Water (water mixed with a little lemon juice is also good)
Sift the ☆ ingredients together.
In a bowl, mix the butter until creamy. Add the salt, then add the sugar in 2~3 portions, mixing well with each addition.
Add the beaten egg a little at a time and mix well. Add the milk and vanilla. Combine thoroughly.
Divide the sifted dry ingredients into two portions and gently cut into the batter one portion at a time with a spatula.
Cling wrap the dough tightly and chill in the refrigerator for about 30 minutes.
Lightly dust the dough with flour, sandwich between two sheets of plastic wrap, and roll out to about 8 mm thick. Cut out the donuts with a flour-dusted cutter. Use a toothpick or skewer to drag a line around the center to attain the same shape as Mister Donut's.

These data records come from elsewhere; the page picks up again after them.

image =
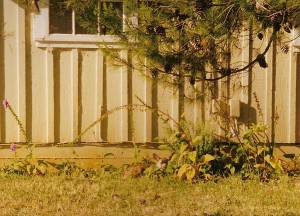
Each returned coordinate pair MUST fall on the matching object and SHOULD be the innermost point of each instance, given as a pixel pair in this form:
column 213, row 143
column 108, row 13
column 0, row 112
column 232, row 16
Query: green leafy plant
column 28, row 165
column 191, row 152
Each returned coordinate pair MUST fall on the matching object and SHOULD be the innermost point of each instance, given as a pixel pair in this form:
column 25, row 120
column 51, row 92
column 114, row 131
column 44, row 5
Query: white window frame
column 42, row 38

If you don't have a donut cutter, you can use a circular container. If the dough becomes soggy, chill it while working with it.
Heat the oil to 160~170℃ and gently put the donuts into the oil with the lined side down. When the bottom becomes golden brown, flip the donuts over.
Be sure not to let the oil get too hot or the line you drew earlier won't crack open.
When the donuts are a nice golden brown, put onto a rack to cool. Ball up the remaining dough from the donut holes and fry those as well.
Make the icing. Mix together the water and powdered sugar well. Roll the round donuts in the icing while still hot, then let cool.
Melt the chocolate in a double boiler or microwave. Spoon onto the donuts and let cool.
The more sugar you use, the easier it browns, so be careful.
If they're too hard, try adjusting the amount of ingredients, mixing method (don't over-mix!), dough thickness, oil temperature, and the frying time.
Adjust the amount of icing to taste. If you spoon some of the icing around the surface of the ringed donuts, then roll the donut holes around in the remaining icing, you shouldn't have leftovers.
Story Behind this Recipe
I love Mister Donut's old fashioned donuts and the egg donuts from bakeries. I can't get enough of the crispy texture. Experimenting with bread flour and adjusting the amount of butter was kind of a pain, but makes donuts that will be gone in a flash. I prefer making them with the cake flour.
Don't let the oil get too hot. Don't make the dough too thick. If you fry for it too long, they will dry out.
Coating the donuts with the icing makes them deliciously crispy.